Mais j'avouerai encore ingénument un autre principe de ma sincérité. Lorsque j'eus passé une année parmi les Houyhnhnms, je conçus pour eux tant d'amitié, de respect, d'estime et de vénération que je résolus alors de ne jamais songer à retourner dans mon pays, mais de finir mes jours dans cette heureuse contrée, où le Ciel m'avait conduit pour m'apprendre à cultiver la vertu. Heureux si ma résolution eût été efficace! Mais la fortune, qui m'a toujours persécuté, n'a pas permis que je pusse jouir de ce bonheur.
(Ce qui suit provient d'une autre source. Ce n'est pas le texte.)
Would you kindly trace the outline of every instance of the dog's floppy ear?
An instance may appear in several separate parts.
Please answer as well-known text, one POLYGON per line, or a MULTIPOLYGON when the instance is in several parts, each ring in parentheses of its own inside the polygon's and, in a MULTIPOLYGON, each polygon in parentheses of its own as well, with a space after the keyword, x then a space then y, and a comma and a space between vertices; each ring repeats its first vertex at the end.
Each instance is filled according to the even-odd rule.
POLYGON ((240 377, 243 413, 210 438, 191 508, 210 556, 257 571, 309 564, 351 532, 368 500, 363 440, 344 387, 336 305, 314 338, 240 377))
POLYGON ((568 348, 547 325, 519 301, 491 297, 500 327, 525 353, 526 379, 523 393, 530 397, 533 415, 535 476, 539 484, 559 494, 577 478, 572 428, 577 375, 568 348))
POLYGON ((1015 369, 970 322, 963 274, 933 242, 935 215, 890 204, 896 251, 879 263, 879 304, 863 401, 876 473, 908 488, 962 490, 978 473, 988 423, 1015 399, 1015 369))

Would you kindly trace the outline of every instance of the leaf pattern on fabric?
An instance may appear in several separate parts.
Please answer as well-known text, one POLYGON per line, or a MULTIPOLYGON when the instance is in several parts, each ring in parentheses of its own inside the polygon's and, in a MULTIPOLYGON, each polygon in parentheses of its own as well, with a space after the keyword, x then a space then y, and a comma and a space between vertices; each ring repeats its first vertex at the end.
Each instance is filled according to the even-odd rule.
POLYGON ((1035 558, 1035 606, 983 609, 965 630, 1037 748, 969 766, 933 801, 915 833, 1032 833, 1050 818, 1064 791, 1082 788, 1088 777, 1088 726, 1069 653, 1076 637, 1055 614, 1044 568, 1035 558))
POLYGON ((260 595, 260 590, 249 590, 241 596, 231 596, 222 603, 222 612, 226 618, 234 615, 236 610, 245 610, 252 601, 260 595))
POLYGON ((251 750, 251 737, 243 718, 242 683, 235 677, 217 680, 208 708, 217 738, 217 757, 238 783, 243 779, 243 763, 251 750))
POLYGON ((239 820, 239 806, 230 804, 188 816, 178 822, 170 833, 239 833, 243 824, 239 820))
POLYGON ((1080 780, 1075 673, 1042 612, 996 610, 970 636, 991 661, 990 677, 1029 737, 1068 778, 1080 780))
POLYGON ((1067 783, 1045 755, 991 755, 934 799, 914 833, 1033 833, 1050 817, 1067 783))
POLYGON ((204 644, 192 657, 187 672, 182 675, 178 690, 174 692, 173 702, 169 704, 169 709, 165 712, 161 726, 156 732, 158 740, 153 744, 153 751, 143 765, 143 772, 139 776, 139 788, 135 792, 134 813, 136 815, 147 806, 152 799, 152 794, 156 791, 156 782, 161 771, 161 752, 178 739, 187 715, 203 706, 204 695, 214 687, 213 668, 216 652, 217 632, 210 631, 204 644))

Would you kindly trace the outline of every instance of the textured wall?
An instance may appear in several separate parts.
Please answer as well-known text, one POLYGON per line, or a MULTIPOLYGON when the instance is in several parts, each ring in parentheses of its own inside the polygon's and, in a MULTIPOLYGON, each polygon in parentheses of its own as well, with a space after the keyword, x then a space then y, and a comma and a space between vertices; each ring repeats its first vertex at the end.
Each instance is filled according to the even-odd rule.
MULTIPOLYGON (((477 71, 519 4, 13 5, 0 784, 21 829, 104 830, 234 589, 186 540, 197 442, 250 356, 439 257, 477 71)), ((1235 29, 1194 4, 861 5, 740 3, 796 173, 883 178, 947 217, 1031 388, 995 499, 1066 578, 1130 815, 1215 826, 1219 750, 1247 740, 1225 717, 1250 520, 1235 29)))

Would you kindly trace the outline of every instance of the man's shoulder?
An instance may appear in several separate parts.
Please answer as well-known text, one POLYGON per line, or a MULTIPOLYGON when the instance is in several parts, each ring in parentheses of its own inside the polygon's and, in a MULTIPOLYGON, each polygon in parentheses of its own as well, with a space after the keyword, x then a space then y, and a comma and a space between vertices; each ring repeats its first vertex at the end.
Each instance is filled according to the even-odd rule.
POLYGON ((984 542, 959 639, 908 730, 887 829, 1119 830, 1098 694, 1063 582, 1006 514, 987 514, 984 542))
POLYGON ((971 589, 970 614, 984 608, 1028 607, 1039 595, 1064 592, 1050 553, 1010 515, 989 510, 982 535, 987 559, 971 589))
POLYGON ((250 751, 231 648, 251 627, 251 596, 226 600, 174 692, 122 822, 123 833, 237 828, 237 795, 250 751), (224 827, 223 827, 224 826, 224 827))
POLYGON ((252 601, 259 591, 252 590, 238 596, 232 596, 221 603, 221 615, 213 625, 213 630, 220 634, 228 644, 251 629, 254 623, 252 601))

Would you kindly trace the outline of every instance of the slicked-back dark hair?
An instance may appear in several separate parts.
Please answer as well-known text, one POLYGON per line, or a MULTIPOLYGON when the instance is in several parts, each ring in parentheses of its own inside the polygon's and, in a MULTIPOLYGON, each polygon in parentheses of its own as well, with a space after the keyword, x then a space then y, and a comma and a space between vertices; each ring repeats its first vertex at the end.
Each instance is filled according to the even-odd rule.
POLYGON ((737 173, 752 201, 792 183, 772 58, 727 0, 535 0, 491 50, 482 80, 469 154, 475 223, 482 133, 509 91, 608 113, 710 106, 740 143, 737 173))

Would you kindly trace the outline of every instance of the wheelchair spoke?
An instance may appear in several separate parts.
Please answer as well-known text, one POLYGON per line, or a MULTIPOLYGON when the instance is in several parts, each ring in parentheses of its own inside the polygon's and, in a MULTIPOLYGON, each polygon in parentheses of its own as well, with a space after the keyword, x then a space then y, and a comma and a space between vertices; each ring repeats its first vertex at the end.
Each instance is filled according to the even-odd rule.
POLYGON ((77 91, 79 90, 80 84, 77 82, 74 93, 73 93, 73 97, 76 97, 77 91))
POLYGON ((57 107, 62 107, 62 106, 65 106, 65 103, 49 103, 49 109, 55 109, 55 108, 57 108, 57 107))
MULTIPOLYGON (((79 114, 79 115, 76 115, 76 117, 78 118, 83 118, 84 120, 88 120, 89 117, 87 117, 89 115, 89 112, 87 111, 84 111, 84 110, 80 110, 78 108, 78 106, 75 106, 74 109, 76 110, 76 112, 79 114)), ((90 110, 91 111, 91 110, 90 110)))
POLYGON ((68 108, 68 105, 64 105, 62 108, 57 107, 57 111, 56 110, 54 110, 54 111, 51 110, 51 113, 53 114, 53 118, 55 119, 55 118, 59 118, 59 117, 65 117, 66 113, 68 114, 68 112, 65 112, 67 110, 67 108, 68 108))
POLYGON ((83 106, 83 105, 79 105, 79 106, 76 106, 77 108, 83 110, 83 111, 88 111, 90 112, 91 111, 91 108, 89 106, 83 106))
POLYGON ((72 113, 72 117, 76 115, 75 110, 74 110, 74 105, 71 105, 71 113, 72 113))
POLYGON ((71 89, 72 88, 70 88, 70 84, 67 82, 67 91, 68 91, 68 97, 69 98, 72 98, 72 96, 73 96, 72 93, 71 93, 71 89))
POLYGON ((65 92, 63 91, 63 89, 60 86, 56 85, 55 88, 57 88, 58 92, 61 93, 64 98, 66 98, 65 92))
Quoi qu'il en soit, à présent que je suis en Angleterre, je me sais bon gré de n'avoir pas tout dit et d'avoir caché aux Houyhnhnms les trois quarts de nos extravagances et de nos vices; je palliais même de temps en temps, autant qu'il m'était possible, les défauts de mes compatriotes. Lors même que je les révélais, j'usais de restrictions mentales, et tâchais de dire le faux sans mentir. N'étais-je pas en cela tout à fait excusable? Qui est-ce qui n'est pas un peu partial quand il s'agit de sa chère patrie? J'ai rapporté jusqu'ici la substance de mes entretiens avec mon maître durant le temps que j'eus l'honneur d'être à son service; mais, pour éviter d'être long, j'ai passé sous silence plusieurs autres articles.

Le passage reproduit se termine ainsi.